With my back to Allenby, I’m not sure who “him” and “you” are, though I suspect I am the “him” in question.

Lyons takes a laborious breath. “I will answer your questions. All of them. But first, a request.”

“What?” I say.

“Clean up your mess.”


My
mess?”

“Security was compromised because of your paranoia-fueled egress yesterday.” He motions around the room with both hands. “This building’s natural defenses—”

“The tinted windows.” I guess. It’s the same odd tint I noticed in the ice creambulance.

He nods. “The glass is laced with oscillium particles. Not impenetrable, but solid in either world. Several of them were shattered and have yet to be replaced. The Dread typically try not to be noticed. They prefer subtlety. They won’t force their way through the windows, but the breaks already made in floors not protected by the shielding you saw on the ground level must have been too tempting. And we didn’t anticipate a situation where a window higher than the second floor could be shattered.”

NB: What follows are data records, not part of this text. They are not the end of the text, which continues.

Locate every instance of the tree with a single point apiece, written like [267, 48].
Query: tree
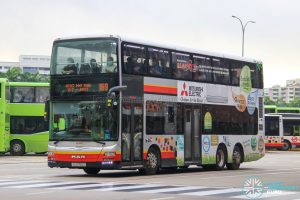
[15, 74]
[294, 103]
[280, 102]
[268, 101]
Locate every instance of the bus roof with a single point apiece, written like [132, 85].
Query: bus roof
[33, 84]
[162, 45]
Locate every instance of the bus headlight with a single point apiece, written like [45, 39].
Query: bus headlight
[110, 154]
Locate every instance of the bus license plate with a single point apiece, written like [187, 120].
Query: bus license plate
[78, 164]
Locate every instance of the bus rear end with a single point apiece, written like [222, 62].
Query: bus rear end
[83, 120]
[4, 115]
[273, 131]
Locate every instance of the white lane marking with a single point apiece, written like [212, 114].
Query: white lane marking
[266, 195]
[41, 185]
[18, 182]
[163, 198]
[79, 186]
[212, 192]
[127, 187]
[37, 193]
[172, 189]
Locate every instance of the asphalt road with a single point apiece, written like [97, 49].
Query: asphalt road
[276, 176]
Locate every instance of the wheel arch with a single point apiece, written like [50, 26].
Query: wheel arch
[223, 146]
[21, 141]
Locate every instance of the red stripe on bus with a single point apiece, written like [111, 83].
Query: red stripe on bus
[85, 157]
[169, 154]
[160, 89]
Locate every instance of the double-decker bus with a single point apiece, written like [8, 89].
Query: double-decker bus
[4, 115]
[119, 103]
[23, 128]
[278, 109]
[274, 131]
[28, 130]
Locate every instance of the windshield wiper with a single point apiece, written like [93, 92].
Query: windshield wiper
[59, 140]
[99, 142]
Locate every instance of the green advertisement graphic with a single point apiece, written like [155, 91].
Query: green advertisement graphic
[207, 121]
[245, 79]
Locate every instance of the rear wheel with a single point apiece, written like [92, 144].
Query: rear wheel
[152, 163]
[286, 145]
[91, 171]
[236, 159]
[220, 159]
[17, 148]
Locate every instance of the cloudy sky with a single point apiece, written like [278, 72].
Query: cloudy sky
[30, 26]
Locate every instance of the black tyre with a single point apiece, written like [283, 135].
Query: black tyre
[91, 171]
[220, 159]
[184, 167]
[17, 148]
[40, 153]
[286, 145]
[152, 163]
[236, 159]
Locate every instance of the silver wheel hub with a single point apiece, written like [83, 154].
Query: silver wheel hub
[236, 157]
[220, 158]
[152, 160]
[17, 147]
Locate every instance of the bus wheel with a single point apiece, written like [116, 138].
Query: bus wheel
[152, 163]
[220, 159]
[286, 145]
[91, 171]
[17, 148]
[236, 159]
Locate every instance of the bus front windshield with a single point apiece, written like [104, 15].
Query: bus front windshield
[84, 121]
[86, 56]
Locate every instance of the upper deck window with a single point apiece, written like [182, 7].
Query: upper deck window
[85, 57]
[134, 57]
[159, 62]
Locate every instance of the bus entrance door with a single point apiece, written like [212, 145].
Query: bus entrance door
[132, 134]
[192, 137]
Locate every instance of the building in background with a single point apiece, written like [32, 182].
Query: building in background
[287, 93]
[29, 63]
[4, 66]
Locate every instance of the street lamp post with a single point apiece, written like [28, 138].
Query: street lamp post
[243, 31]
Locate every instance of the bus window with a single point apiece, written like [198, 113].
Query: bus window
[220, 71]
[202, 69]
[42, 94]
[134, 59]
[182, 66]
[254, 75]
[155, 118]
[28, 124]
[159, 62]
[271, 126]
[22, 95]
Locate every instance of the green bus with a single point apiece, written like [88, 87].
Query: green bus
[4, 115]
[27, 130]
[277, 109]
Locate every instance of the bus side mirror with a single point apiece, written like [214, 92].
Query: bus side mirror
[112, 90]
[47, 110]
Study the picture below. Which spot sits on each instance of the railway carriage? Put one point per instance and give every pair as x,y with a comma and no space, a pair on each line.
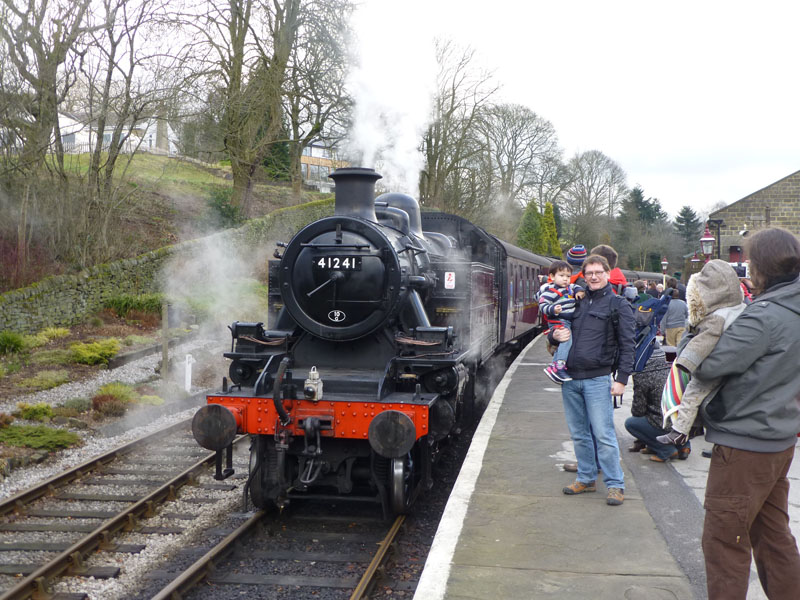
379,319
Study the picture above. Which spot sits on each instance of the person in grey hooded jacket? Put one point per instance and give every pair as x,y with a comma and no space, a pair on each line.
753,420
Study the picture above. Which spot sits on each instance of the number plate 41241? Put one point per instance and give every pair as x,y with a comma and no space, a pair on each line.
337,263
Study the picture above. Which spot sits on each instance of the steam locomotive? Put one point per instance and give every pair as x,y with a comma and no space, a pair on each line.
379,319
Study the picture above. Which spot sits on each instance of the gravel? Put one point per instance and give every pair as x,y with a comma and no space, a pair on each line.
135,372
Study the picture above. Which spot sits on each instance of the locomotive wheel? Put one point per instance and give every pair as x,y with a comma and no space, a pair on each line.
264,486
401,484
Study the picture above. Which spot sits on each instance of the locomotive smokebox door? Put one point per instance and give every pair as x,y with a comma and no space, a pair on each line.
392,434
214,427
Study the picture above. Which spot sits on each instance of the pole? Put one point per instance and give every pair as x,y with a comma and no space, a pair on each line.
164,340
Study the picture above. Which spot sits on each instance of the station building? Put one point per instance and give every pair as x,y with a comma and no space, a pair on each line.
777,205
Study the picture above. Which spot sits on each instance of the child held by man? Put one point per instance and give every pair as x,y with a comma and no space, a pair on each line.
557,303
715,299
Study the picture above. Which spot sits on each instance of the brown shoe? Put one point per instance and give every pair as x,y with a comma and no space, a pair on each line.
655,458
578,487
615,497
637,446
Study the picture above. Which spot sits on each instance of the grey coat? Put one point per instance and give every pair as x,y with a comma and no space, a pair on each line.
757,408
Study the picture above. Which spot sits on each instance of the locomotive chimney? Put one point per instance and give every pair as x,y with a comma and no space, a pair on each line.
355,192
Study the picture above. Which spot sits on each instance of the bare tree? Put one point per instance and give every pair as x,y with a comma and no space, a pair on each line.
37,38
450,145
519,145
592,199
317,104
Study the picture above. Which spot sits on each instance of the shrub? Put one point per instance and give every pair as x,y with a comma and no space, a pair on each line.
44,380
38,437
125,303
35,341
73,407
11,342
106,405
119,390
52,357
54,333
35,412
94,353
150,400
78,404
134,340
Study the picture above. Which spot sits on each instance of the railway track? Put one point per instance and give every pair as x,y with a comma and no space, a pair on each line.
312,554
48,531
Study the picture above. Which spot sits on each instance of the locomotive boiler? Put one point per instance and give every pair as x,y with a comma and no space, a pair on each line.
379,318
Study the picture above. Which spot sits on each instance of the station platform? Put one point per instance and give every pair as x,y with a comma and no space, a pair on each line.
508,531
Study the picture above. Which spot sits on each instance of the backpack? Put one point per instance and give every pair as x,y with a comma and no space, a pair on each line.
647,316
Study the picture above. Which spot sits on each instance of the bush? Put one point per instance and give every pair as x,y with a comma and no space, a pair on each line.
94,353
73,407
137,340
52,357
35,341
223,211
35,412
150,400
44,380
106,405
54,333
119,390
38,437
125,303
11,342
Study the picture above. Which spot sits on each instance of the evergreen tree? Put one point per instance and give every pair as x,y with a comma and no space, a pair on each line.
551,245
530,233
688,226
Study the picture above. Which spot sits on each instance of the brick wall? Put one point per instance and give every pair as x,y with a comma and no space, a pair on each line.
777,205
66,300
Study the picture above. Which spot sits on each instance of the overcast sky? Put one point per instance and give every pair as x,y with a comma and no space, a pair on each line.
697,101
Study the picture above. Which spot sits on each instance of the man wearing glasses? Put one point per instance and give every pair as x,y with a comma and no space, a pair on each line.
602,348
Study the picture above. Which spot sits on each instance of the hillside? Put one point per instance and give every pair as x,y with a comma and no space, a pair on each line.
175,200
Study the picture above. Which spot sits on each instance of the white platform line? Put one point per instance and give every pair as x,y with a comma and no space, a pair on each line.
433,582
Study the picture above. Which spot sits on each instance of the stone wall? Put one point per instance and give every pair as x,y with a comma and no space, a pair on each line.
777,205
66,300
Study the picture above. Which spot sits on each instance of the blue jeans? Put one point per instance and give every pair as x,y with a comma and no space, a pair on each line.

“Cracks or no cracks,” Katzman says, “it was brazen for the Dread. We’re running out of—”

Lyons holds up a hand, silencing the Dread Squad leader. “I want you, Crazy”—he has to force himself to use the nickname—“to track down the injured bull and kill it before it can relate what it found to the colony.”

“On his own?” Katzman looks equal parts surprised and offended.

Lyons swivels around toward Katzman and, with something close to a growl, says, “You have other matters to focus on.”

Katzman just purses his lips and nods.

Lyons’s chair squeals as he swivels back toward me. “The bull has a fifteen-minute head start, but I’m told you wounded it. The nearest colony is an hour south, on foot. If it’s moving slowly, you’ll be able to catch it in time.”

“And if I don’t?”

Lyons’s face grows dark. “You have cost this organization a great deal. Never mind the dead men lying in the stairwell. You’ve exposed us to the enemy. Provided a chink in our armor. Even worse, you have given our enemy advance warning.”

“Of what?”

He raises a single eyebrow and points a finger at me. “Of
you
. Imagine if Japan had advance knowledge of the atom bomb. Do you think the B-29 bomber would have reached Hiroshima unscathed?”

“You’re … comparing me to an atom bomb?” I’m seriously starting to wonder what kind of a man I was before losing my memory.

He shrugs. “Perhaps closer to the
Enola Gay,
the B-29 that carried the bomb. Either way, the choices you make will have an impact on a war that most people aren’t aware of but are feeling all around them. There is no insulation from what’s coming. We will prevail and live or lose and die. That is the nature of war, and your actions will have very real and long-reaching consequences. I need you—we
all
need you—to take this seriously.”

I look to Allenby, knowing she’ll give it to me straight. “Is he serious?”